Los recuerdos de Cabrera Infante son un platillo a veces indigesto. Cuenta, cuenta, cuenta. La vocación aparece en el bachillerato, dice el mismo autor. Si podemos parangonar su estilo, podríamos hacerlo con ese libro igualmente delicioso titulado Un oficio del siglo XX donde con su seudónimo era Caín, Cabrera Infante. Convirtió sus palabras en una obsesión con el lenguaje. De hecho, el libro que nos ocupa es un garbanzo de a libra, una joya dentro del idioma. La Habana para un infante difunto glosa igualmente la composición de Maurice Ravel Pavana para una infanta difunta, obra que evoca la digna elegancia de una recepción en la corte real de España, así como el grácil movimiento de una infanta en los pasos de una pavana, una danza lenta procesional que gozó de gran popularidad entre el siglo XVI y el siglo XVII.

La alusión a estas referencias antiguas no significa que Ravel quisiera homenajear a alguna princesa histórica en particular, sino más bien expresar un entusiasmo nostálgico por la moda y la sensibilidad española que el autor compartía con muchos de sus contemporáneos (sobre todo Debussy, Séverac o el propio Albéniz) y que manifestó en otras obras, tales como la Rapsodia española y el Bolero.
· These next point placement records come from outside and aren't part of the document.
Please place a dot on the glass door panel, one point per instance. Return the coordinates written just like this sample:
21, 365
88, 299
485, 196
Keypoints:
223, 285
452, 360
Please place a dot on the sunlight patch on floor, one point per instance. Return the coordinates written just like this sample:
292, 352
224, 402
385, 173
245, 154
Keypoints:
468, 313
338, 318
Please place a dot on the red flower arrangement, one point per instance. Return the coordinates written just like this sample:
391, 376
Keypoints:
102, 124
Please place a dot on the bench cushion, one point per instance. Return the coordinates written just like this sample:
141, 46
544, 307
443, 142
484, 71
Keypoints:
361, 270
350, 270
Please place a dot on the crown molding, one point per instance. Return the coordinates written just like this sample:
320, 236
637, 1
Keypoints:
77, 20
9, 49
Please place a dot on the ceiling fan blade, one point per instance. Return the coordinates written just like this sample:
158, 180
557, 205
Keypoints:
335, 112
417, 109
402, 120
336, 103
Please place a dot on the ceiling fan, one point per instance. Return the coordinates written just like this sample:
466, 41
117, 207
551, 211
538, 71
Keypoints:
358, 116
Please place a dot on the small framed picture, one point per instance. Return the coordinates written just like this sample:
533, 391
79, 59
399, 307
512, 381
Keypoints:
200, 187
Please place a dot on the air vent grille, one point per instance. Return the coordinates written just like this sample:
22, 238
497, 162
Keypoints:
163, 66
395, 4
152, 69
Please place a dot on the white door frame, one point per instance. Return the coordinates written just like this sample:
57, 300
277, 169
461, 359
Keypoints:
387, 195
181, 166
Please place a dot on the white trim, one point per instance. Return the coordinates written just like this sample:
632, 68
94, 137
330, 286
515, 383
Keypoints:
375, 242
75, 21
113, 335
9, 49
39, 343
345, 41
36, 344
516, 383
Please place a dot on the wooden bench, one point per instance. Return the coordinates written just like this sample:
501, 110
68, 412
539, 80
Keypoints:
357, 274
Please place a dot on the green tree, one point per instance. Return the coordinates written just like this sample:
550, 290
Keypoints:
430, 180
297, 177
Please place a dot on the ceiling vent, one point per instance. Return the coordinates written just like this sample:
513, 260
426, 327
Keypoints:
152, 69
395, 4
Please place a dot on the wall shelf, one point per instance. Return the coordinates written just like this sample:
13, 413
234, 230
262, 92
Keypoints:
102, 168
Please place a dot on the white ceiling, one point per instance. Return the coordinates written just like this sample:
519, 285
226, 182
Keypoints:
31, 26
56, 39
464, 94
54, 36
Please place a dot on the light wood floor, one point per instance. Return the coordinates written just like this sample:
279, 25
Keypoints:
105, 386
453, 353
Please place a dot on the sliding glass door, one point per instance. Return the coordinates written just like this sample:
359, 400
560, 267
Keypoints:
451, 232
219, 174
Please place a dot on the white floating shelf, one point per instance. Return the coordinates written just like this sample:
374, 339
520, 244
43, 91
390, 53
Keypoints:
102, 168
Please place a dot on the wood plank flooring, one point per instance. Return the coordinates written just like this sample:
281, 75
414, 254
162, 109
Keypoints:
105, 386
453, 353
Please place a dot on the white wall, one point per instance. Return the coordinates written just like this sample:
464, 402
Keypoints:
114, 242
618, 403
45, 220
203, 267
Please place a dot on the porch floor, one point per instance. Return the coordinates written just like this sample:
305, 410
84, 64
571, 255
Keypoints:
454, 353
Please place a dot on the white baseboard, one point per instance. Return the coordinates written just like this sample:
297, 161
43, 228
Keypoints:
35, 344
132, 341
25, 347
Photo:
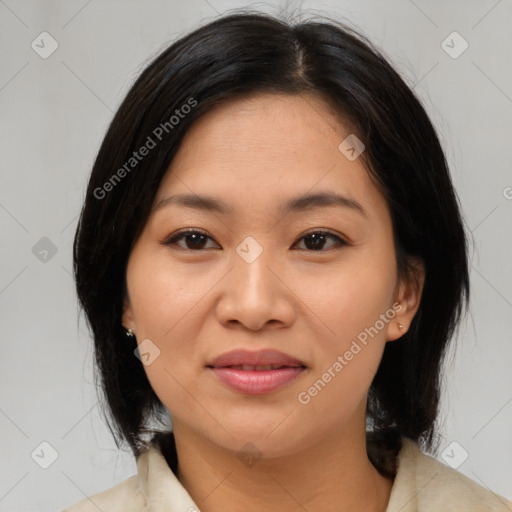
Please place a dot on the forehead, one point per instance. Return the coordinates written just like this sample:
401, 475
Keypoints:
265, 148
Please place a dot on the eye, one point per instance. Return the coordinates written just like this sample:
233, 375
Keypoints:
194, 239
315, 240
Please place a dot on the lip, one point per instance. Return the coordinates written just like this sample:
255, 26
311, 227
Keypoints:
256, 382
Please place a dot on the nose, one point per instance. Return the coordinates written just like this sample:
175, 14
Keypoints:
255, 295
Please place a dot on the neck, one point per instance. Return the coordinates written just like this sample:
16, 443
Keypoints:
319, 477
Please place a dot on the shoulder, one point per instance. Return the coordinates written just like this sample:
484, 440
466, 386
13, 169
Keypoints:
423, 484
123, 497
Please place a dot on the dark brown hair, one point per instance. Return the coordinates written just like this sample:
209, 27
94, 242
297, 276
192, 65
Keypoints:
235, 56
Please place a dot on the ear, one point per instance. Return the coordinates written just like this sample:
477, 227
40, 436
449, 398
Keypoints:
407, 300
127, 317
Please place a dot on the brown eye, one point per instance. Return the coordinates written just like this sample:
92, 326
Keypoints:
194, 240
316, 240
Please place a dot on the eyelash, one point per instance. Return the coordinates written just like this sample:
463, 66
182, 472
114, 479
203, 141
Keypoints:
182, 234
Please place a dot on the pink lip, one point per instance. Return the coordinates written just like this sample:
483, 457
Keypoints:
256, 382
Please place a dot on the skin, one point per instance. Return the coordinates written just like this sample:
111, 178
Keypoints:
195, 304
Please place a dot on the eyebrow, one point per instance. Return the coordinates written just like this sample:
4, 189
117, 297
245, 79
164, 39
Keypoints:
295, 204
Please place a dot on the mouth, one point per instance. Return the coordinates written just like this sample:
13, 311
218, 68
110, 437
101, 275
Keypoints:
256, 373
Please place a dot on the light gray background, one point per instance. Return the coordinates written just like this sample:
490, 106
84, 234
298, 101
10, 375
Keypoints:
54, 113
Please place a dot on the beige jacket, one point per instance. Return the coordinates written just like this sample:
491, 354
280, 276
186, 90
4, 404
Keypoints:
422, 484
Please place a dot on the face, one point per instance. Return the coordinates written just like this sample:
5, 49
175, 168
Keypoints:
274, 262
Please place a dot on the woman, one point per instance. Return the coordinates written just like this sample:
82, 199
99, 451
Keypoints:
271, 250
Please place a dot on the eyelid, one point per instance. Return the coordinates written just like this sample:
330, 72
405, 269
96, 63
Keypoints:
170, 240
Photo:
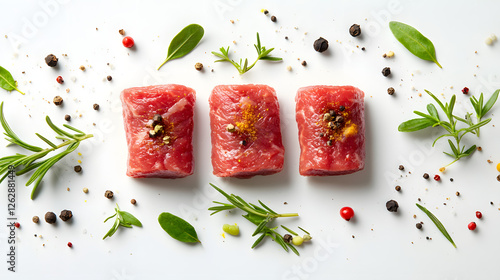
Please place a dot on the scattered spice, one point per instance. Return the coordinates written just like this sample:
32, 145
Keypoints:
392, 206
355, 30
58, 100
51, 60
66, 215
386, 71
320, 45
108, 194
50, 217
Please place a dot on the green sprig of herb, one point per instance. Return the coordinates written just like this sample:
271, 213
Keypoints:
414, 41
438, 224
30, 162
242, 67
7, 82
124, 219
261, 216
178, 228
184, 42
433, 119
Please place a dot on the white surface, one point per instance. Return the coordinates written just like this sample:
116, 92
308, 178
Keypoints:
385, 244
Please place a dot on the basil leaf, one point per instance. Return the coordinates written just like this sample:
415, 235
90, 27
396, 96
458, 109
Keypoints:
414, 41
184, 42
415, 124
178, 228
438, 224
130, 219
490, 102
7, 82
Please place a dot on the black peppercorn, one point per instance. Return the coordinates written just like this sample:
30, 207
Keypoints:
51, 60
66, 215
355, 30
50, 217
392, 206
320, 45
108, 194
386, 71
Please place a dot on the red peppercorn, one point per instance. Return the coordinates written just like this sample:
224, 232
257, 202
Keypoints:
128, 42
472, 226
479, 215
346, 213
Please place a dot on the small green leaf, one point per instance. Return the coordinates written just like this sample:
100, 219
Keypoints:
438, 224
7, 82
414, 41
184, 42
178, 228
415, 124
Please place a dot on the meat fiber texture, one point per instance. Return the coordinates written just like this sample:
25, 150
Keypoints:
151, 157
346, 152
255, 147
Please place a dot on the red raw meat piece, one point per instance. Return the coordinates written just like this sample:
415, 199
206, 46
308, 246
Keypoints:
254, 111
151, 157
346, 152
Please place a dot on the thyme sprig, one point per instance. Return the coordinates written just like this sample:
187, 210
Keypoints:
33, 161
242, 67
261, 216
433, 119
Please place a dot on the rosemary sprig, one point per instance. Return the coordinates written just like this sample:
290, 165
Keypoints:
33, 161
432, 120
261, 216
263, 54
438, 224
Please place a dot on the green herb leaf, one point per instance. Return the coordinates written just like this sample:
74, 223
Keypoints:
184, 42
178, 228
7, 82
415, 124
414, 41
438, 224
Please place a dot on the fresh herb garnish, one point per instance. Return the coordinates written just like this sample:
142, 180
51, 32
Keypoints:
124, 219
184, 42
432, 119
263, 54
178, 228
414, 41
438, 224
29, 162
7, 82
261, 216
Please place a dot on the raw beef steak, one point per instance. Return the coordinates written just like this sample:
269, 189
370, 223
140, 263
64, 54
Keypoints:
159, 130
246, 134
331, 121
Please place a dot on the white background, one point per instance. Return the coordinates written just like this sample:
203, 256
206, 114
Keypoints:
386, 245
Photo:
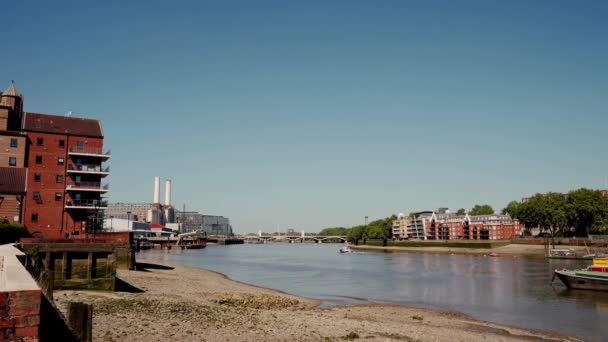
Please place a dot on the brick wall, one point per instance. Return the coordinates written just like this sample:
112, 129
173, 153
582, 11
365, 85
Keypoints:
20, 315
44, 216
10, 207
7, 151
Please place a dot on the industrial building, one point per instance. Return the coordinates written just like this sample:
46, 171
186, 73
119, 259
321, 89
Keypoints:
166, 215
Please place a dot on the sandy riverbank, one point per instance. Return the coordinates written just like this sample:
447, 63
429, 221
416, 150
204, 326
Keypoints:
189, 304
511, 250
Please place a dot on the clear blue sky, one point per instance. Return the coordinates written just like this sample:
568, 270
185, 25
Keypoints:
318, 113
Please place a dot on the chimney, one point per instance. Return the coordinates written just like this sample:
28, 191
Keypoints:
168, 192
156, 190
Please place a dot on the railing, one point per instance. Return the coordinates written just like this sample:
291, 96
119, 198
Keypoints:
86, 203
89, 185
90, 150
89, 168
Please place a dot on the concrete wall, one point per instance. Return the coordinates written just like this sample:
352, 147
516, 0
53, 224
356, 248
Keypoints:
20, 298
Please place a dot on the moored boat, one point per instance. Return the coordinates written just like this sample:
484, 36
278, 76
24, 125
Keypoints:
346, 249
594, 277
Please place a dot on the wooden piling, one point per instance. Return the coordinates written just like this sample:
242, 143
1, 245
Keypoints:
80, 318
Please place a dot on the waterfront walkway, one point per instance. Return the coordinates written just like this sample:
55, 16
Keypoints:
512, 249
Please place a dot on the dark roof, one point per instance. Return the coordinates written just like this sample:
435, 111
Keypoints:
46, 123
12, 180
11, 90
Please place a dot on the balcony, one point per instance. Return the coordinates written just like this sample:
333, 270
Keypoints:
88, 186
86, 204
90, 169
89, 152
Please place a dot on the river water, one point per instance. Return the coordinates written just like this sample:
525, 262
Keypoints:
506, 290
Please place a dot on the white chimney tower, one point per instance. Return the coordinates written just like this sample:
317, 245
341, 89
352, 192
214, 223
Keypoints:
168, 192
156, 190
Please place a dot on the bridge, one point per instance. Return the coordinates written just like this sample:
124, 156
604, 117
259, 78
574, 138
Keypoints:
292, 238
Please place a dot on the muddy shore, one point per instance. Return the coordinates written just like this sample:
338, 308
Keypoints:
508, 250
191, 304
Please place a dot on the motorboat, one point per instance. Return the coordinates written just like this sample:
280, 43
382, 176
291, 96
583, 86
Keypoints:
345, 249
594, 277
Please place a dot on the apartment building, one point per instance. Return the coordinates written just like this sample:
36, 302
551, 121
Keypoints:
62, 160
449, 226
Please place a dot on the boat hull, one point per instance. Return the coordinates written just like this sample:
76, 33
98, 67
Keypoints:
573, 281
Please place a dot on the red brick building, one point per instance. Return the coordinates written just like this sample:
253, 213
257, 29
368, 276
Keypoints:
449, 226
65, 171
64, 158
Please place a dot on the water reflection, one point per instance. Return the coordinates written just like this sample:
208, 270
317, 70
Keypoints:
507, 290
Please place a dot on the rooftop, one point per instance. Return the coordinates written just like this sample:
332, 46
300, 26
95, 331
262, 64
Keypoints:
11, 90
36, 122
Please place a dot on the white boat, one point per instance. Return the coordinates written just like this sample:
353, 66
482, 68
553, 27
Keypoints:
346, 249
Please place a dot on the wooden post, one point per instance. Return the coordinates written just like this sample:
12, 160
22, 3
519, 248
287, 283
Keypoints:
64, 266
80, 318
46, 283
47, 260
91, 266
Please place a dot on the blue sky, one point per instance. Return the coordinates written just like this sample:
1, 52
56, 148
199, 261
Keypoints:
317, 113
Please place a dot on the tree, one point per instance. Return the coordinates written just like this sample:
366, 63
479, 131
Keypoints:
585, 208
355, 234
511, 209
481, 210
547, 211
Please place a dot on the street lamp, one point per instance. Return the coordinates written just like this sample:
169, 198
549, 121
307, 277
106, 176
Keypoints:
97, 205
128, 220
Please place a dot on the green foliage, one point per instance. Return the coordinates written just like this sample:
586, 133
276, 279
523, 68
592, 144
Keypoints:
451, 244
584, 210
484, 209
10, 232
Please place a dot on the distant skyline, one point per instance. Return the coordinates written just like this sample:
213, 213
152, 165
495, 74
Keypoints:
315, 114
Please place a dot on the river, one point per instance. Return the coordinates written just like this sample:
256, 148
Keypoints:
507, 290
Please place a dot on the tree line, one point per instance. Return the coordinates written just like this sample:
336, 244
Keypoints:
579, 212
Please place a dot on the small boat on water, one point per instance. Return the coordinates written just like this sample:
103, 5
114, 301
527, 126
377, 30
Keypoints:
346, 249
594, 277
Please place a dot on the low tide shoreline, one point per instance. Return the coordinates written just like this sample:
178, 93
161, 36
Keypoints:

Ravel dedicó la Pavana a su patrona, la princesa de Polignac, y probablemente interpretaría la obra en la casa de la princesa en varias ocasiones. El pianista español Ricardo Viñes ofreció el estreno público en 1902. La pavana fue calurosamente acogida por el público, pero recibió reseñas más críticas de los músicos seguidores de Ravel. Incluso, el mismo Ravel la consideró de una “forma harto pobre” e influida excesivamente por la música de Chabrier. Después de este breviario musical, donde los autores demostramos una vasta erudición, vuelvo al texto de Cabrera Infante.

Cabrera Infante parodia en título y retoma la experiencia de su juventud, de la clásica historia adolescente. Más de 500 páginas es lo que el lector apreciará dentro de la vida de los patios de vivienda, de esas mujeres que, hartas de calor, buscan desafiar a esa sociedad que, plena de viejos, encuentra en la juventud el desahogo sexual que viola los convencionalismos.

El erotismo aliterante, la paronomasia de los sentidos y la constante comicidad -el autor se declara un comediante paralizado por el miedo escénico- parecen ser las marcas de fábrica de La Habana Para un Infante Difunto, además de la busca nostálgica de una ciudad perdida. De lo perdido lo encontrado, pareciera ser la moraleja de este texto me atrevería a llamar imprescindible para cualquier lector. No dejen de leerla.